Replace akin-linux-arm64.zip with akin-linux-x64.zip on x86_64 systems. Future updates via updaemon update.

.NET tool

dotnet tool install --global Akin

After installation, the akin command is available globally.

Update: dotnet tool update --global Akin. Uninstall: dotnet tool uninstall --global Akin.

MCP registration

To register as an MCP server in Claude Code:

claude mcp add akin -- akin --mcp

For Cursor or other MCP clients, add to your MCP configuration:

{
  "mcpServers": {
    "akin": {
      "command": "akin",
      "args": ["--mcp"]
    }
  }
}

Usage

akin search <query> [--max N] [--snippets] [--max-per-file N]   # Semantic search
akin status                                                     # Show index status
akin reindex                                                    # Force a full reindex
akin pause                                                      # Pause indexing in all running MCP servers
akin resume                                                     # Resume indexing
akin auto-pause on|off                                          # Toggle pause-on-battery (default on, macOS)
akin --mcp                                                      # Run as MCP server
akin --version                                                  # Show version
akin help                                                       # Show help

Pausing indexing

akin pause flips a machine-wide switch that every running akin MCP server for the current user observes within a few seconds, stopping all background indexing (incremental reindexes, periodic reconciliation, and any in-progress initial build). Searches keep working from whatever is already on disk. akin resume flips it back; servers catch up on changes made while paused.
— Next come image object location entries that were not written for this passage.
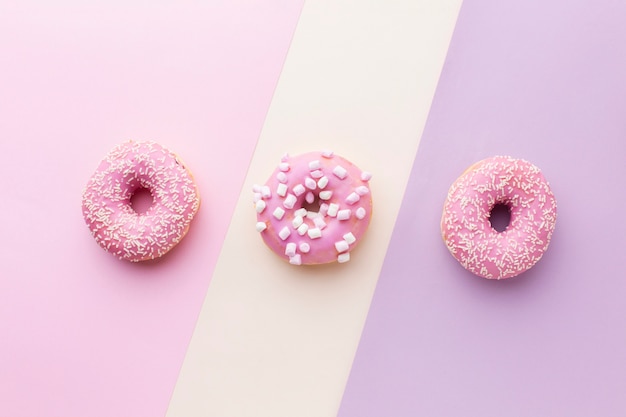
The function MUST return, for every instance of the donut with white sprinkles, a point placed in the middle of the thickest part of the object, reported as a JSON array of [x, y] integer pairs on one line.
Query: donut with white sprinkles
[[314, 208], [107, 209], [465, 224]]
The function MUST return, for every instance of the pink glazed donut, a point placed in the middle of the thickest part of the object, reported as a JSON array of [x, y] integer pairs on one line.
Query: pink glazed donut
[[107, 207], [314, 208], [466, 227]]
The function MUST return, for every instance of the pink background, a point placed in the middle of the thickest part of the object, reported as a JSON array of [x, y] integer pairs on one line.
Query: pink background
[[540, 80], [84, 334]]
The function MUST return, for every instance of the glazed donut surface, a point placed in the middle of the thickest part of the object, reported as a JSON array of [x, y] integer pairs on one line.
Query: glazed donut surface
[[466, 227], [314, 208], [107, 209]]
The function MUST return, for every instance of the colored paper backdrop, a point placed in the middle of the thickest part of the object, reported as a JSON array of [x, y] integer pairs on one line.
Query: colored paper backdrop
[[544, 81], [83, 334]]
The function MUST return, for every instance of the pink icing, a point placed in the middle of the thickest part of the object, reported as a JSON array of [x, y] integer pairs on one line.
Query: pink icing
[[106, 201], [465, 225], [327, 227]]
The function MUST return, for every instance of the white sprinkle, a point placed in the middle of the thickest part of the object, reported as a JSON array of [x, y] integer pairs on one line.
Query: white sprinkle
[[278, 213], [362, 190], [281, 190], [289, 201], [281, 177], [260, 206], [352, 198], [319, 222], [332, 209], [341, 246], [326, 195], [343, 214], [340, 172], [316, 174], [298, 189], [297, 221], [296, 259], [290, 249], [284, 233], [310, 183]]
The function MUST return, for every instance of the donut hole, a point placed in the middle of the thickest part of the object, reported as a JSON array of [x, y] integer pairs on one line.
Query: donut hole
[[313, 206], [500, 217], [141, 200]]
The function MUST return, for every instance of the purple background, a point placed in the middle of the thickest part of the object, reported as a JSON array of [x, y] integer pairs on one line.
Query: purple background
[[544, 81]]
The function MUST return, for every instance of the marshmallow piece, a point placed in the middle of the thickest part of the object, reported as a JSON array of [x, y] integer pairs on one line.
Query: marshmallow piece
[[343, 257], [295, 259], [284, 233], [344, 214], [352, 198], [314, 233], [290, 249], [281, 190], [297, 221], [322, 182], [289, 201], [319, 222], [326, 195], [316, 174], [332, 209], [281, 177], [298, 189], [278, 213], [310, 183], [362, 190], [340, 172], [349, 237], [260, 206], [341, 246]]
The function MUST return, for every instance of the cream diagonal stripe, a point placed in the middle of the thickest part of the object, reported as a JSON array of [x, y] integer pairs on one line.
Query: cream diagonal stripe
[[274, 339]]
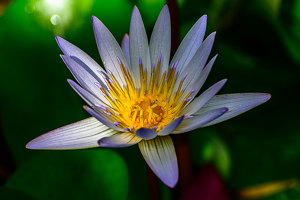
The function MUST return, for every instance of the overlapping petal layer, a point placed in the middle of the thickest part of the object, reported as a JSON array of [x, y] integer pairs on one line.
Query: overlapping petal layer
[[141, 97]]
The switch lives in ~/.akin/state.json (a user-level file, distinct from the per-repository .akin/ index folders). It is useful when several MCP servers are indexing different repositories and you want to stop the CPU/battery cost — for example when unplugging a laptop.

Auto-pause on battery

By default, Akin also pauses indexing automatically whenever the machine is on battery power and resumes it when plugged back in, so the CPU cost of indexing several repositories doesn't quietly drain a laptop. The check piggybacks on the same poll cadence as the manual pause switch, so a plug/unplug is observed within a few seconds.
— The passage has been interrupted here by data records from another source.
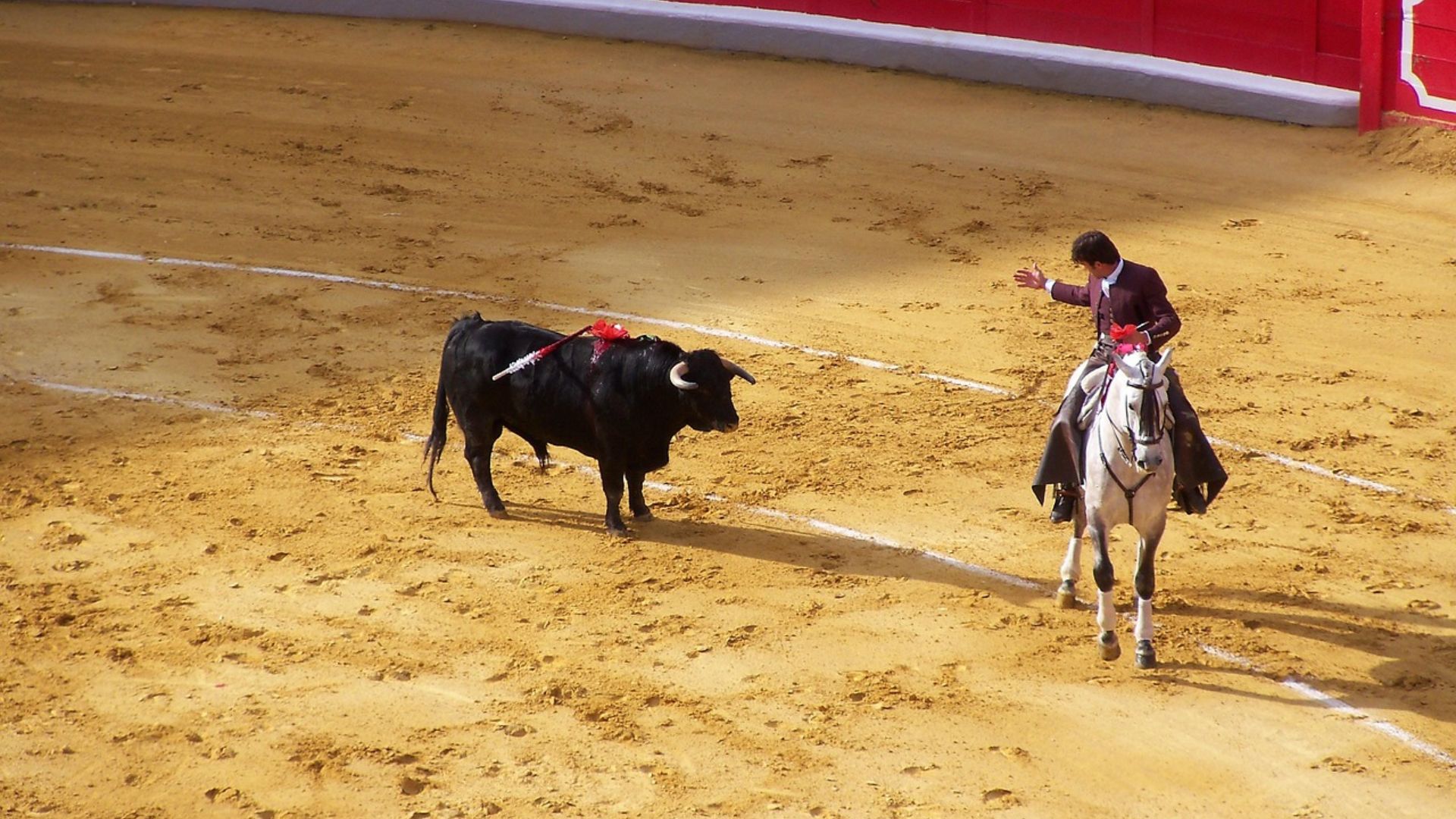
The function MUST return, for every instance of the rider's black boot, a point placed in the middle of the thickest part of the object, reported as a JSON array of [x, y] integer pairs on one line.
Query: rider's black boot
[[1066, 503]]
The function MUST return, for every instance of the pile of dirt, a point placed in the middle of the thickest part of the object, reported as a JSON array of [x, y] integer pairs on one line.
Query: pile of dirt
[[1430, 149]]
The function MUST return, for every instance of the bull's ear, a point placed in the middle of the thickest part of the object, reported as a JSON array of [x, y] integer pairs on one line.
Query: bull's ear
[[679, 376], [736, 371]]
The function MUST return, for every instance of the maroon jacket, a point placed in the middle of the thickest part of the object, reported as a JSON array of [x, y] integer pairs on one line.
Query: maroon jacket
[[1139, 297]]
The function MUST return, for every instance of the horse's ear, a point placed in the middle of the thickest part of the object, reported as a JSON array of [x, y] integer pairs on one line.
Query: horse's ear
[[1163, 363]]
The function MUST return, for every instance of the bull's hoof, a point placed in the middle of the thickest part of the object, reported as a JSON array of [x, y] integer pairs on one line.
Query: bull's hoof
[[1068, 595], [1147, 657], [1107, 646]]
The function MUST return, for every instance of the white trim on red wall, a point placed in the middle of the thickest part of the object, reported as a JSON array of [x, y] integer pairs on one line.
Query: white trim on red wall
[[1426, 98], [791, 34]]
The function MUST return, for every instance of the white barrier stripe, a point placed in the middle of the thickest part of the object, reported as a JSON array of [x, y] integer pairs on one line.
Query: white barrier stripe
[[1340, 706], [1395, 732], [701, 330]]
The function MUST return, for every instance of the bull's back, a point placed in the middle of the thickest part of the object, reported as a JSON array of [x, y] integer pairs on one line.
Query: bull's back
[[546, 401]]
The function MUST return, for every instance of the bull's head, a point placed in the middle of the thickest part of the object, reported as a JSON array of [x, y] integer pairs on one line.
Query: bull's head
[[704, 381]]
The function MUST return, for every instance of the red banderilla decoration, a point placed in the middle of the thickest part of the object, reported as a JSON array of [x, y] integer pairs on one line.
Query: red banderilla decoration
[[601, 330]]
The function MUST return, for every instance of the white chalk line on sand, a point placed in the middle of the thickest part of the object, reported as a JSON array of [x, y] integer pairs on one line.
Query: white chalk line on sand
[[1305, 689], [701, 330], [1340, 706]]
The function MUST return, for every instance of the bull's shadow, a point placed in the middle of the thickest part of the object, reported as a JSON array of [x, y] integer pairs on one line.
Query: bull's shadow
[[817, 551], [1419, 672]]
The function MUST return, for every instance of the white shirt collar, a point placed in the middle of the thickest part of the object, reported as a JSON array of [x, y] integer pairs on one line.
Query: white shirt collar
[[1111, 278]]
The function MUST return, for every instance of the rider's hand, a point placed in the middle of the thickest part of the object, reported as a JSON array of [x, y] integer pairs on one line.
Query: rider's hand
[[1031, 278]]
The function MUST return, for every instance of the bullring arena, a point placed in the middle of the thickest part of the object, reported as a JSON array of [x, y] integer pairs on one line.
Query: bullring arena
[[235, 242]]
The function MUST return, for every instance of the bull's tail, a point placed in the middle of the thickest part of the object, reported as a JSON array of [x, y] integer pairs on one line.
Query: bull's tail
[[436, 444]]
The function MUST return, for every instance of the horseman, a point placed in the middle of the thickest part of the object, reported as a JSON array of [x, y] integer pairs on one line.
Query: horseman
[[1120, 293]]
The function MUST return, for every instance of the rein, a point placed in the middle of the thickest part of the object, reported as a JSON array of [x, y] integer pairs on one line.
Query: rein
[[1158, 423]]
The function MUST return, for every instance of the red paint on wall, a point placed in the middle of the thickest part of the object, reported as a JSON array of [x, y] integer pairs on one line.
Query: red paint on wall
[[1416, 50], [1315, 41]]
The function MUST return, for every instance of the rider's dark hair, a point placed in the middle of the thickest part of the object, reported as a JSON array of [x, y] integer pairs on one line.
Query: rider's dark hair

Detection is currently macOS-only (via IOKit's IOPSGetProvidingPowerSourceType). On Linux and Windows the power source is treated as AC, so auto-pause is a silent no-op there until detection is added.
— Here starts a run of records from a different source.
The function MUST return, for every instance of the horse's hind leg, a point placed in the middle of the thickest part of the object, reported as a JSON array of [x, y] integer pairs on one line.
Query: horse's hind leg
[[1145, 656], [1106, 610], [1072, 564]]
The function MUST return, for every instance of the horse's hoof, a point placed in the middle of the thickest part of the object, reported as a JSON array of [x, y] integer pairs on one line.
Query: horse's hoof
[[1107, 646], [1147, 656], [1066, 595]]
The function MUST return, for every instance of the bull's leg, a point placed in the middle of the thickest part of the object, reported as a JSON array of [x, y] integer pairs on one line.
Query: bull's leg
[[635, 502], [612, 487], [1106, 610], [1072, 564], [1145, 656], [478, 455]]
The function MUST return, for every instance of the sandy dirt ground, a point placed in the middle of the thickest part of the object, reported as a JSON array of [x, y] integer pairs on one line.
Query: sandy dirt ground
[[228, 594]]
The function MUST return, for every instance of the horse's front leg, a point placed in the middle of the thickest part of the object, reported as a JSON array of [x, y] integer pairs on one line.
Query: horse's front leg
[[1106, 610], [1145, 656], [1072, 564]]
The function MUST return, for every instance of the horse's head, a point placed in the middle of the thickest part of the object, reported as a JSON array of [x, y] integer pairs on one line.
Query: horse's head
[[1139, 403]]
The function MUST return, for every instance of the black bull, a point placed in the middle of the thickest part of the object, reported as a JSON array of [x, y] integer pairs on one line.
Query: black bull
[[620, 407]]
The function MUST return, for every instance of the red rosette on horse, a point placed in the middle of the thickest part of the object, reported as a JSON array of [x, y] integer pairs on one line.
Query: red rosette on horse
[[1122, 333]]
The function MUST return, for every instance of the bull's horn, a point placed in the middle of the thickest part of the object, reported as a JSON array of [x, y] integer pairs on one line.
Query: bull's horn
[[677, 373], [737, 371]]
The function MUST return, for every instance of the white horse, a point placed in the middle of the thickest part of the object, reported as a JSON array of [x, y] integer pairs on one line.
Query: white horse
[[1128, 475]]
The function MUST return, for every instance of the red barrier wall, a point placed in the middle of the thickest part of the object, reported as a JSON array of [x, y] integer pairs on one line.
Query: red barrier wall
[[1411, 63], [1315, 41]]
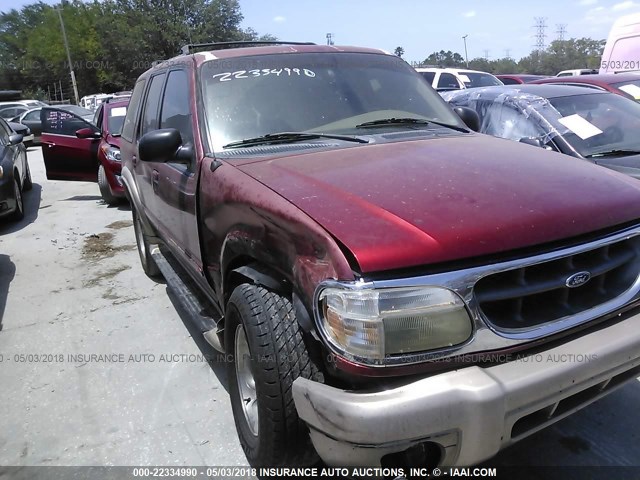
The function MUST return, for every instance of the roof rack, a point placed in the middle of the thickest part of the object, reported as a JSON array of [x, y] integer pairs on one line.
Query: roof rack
[[190, 48]]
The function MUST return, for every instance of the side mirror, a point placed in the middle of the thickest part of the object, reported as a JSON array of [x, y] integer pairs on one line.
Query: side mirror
[[87, 133], [536, 142], [15, 138], [469, 117], [160, 146]]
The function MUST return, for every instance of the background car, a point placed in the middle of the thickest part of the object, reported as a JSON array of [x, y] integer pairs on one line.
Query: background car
[[519, 78], [445, 79], [15, 177], [627, 84], [85, 150], [597, 126], [577, 71], [31, 118], [27, 136]]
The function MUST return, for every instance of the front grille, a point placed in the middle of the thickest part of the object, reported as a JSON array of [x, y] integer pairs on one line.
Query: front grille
[[538, 294]]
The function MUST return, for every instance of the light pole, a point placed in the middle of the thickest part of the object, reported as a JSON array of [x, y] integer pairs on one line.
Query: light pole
[[66, 46], [466, 58]]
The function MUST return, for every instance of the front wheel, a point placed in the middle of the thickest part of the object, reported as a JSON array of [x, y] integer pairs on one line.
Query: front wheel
[[264, 340]]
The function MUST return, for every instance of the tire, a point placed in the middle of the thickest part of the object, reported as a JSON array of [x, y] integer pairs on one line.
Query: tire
[[28, 184], [105, 190], [18, 214], [271, 433], [144, 248]]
To opt out and keep indexing active regardless of power source:

akin auto-pause off
akin auto-pause on    # restore the default

Manual akin pause always wins: if you've manually paused, plugging in does not auto-resume. Run akin resume to clear the manual pause.

Examples

# Natural-language query across the current repository (paths and line ranges only)
akin search "where do we handle authentication failures"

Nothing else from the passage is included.